Dieser Artikel stammt aus der ZEIT Nr. 8 vom 16.2.2017.

Wenn Kinder in Deutschland eine Schule betreten, begeben sie sich auf eine Zeitreise in eine analoge Ära, positiv ausgedrückt sind Klassenräume für die Jüngeren noch immer weitgehend digitale Schutzzonen. Computer kommen in der Schule nur sporadisch zum Einsatz, obwohl sie für 6- bis 13-Jährige heute fester Bestandteil ihres Alltags sind.

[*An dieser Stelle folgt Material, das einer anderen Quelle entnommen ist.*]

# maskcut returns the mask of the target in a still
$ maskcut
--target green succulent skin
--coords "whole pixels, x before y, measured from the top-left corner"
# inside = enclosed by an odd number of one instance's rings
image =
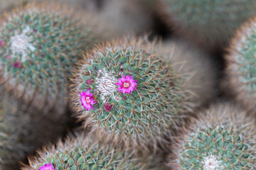
[[[1,76],[7,80],[6,88],[24,101],[45,112],[56,107],[62,113],[67,103],[67,76],[82,50],[95,41],[95,35],[90,26],[82,28],[68,12],[49,11],[47,5],[36,4],[39,7],[28,4],[1,24]]]
[[[242,138],[240,132],[220,127],[198,130],[184,144],[180,156],[182,169],[253,169],[247,160],[255,158]],[[212,165],[206,165],[208,157],[212,157]]]
[[[177,114],[179,101],[183,99],[178,76],[168,67],[158,56],[142,50],[121,47],[108,50],[103,47],[81,67],[78,92],[90,89],[97,101],[94,110],[86,111],[86,114],[98,125],[117,133],[141,135],[147,130],[159,129],[159,124],[171,120],[171,117]],[[133,76],[137,80],[136,90],[131,94],[117,89],[115,83],[123,75]],[[112,77],[110,88],[102,84],[103,76]],[[86,83],[88,80],[92,81],[91,84]],[[112,105],[111,110],[105,109],[106,103]],[[81,105],[80,101],[77,105]]]
[[[106,137],[105,137],[106,140]],[[100,142],[93,135],[68,137],[65,143],[46,148],[38,157],[29,159],[29,165],[22,169],[38,169],[45,164],[52,164],[55,170],[137,170],[131,155],[119,150],[111,143]]]
[[[227,47],[235,30],[255,15],[256,9],[256,3],[250,0],[162,1],[164,6],[159,10],[164,8],[178,33],[212,50]]]

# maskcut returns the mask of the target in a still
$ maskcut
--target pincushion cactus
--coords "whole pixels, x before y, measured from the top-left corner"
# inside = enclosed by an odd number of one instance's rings
[[[26,154],[56,140],[66,128],[66,115],[58,121],[42,116],[8,93],[1,93],[1,103],[0,169],[18,169],[18,162]]]
[[[255,22],[254,18],[245,23],[231,42],[226,56],[228,81],[223,83],[237,101],[256,116]]]
[[[196,74],[198,67],[186,66],[179,57],[202,54],[191,50],[184,55],[186,46],[175,48],[174,44],[161,53],[164,48],[156,42],[124,38],[86,53],[70,86],[74,108],[85,127],[96,124],[114,134],[149,139],[158,136],[178,114],[201,106],[203,101],[195,94],[204,91],[203,84],[213,89],[214,73],[208,77]],[[192,79],[197,76],[203,81],[194,84]],[[204,99],[213,96],[210,92]]]
[[[174,137],[172,169],[255,169],[256,130],[245,112],[230,103],[211,106]]]
[[[29,165],[22,169],[139,169],[131,159],[132,154],[119,152],[107,137],[103,142],[92,135],[74,137],[68,137],[64,143],[59,142],[56,147],[44,148],[37,157],[29,158]]]
[[[97,38],[87,16],[81,19],[82,13],[73,11],[49,1],[31,3],[1,19],[0,79],[1,95],[8,98],[1,101],[6,104],[0,121],[0,166],[14,165],[65,130],[67,77],[82,48]]]
[[[255,9],[256,1],[250,0],[161,0],[159,11],[178,34],[214,52],[227,47]]]
[[[0,28],[1,79],[17,97],[46,113],[66,108],[67,75],[95,28],[58,4],[29,4],[7,14]]]

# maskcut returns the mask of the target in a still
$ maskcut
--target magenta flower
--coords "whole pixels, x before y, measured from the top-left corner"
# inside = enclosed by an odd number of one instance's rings
[[[90,93],[90,89],[88,89],[86,92],[82,91],[79,94],[81,96],[82,106],[84,106],[86,110],[93,110],[92,105],[96,103],[96,101],[93,99],[93,94]]]
[[[40,167],[38,170],[55,170],[52,164],[45,164]]]
[[[121,79],[118,79],[118,82],[116,83],[117,85],[119,86],[117,88],[117,90],[119,91],[120,93],[123,94],[131,94],[132,91],[136,90],[137,80],[134,80],[132,76],[129,76],[127,75],[125,77],[124,75],[122,76]]]
[[[4,45],[4,41],[0,40],[0,47],[3,47]]]
[[[110,104],[110,103],[106,103],[104,104],[104,109],[107,111],[107,112],[110,112],[112,110],[112,104]]]
[[[20,62],[19,61],[16,61],[14,64],[13,67],[17,69],[19,69],[21,67],[21,62]]]
[[[87,80],[85,81],[85,83],[86,83],[87,84],[88,84],[88,85],[90,85],[90,84],[92,84],[92,80],[91,79],[87,79]]]

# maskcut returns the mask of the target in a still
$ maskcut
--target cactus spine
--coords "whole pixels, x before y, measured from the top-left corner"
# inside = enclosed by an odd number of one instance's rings
[[[193,103],[201,85],[187,79],[200,74],[195,74],[196,68],[194,72],[181,71],[186,65],[178,60],[183,47],[161,54],[158,45],[143,38],[124,38],[85,55],[70,88],[75,110],[86,127],[96,124],[115,134],[156,137],[178,114],[202,104]]]
[[[255,18],[245,23],[231,42],[226,55],[228,81],[236,101],[256,116]]]
[[[92,135],[69,137],[65,143],[44,148],[38,157],[29,159],[23,170],[38,169],[51,164],[55,170],[63,169],[138,169],[129,159],[131,155],[119,152],[111,143],[106,144]]]
[[[198,115],[172,147],[174,169],[254,169],[255,126],[245,112],[230,103]],[[176,139],[175,139],[176,138]]]
[[[0,121],[0,167],[6,169],[63,132],[68,76],[82,49],[97,36],[90,20],[50,1],[14,9],[0,24],[0,81],[8,96],[1,101],[6,104]]]
[[[255,15],[256,2],[246,0],[162,0],[159,11],[176,32],[215,52],[228,46],[243,22]]]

Zwei Drittel aller Kinder in Deutschland nutzen regelmäßig einen Rechner, in der Schule aber haben nur zwei von fünf Kindern überhaupt schon mal am Computer gearbeitet. Das geht aus der neuen KIM-Studie ("Kindheit, Internet, Medien") des Medienpädagogischen Forschungsverbundes Südwest hervor . Die Ergebnisse zum Thema "Computer und Schule" liegen der ZEIT exklusiv vor und belegen, wie lebens- und alltagsfern Schule als Lernort für Digitales noch immer ist.

Wer in der Schule am Computer arbeitet, nutzt ihn vor allem als "Schreibmaschine": Neun von zehn Kindern tippen zumindest einmal in der Woche Wörter. Immerhin drei Viertel nutzen auch das Internet, um etwas nachzulesen oder Infos zu suchen.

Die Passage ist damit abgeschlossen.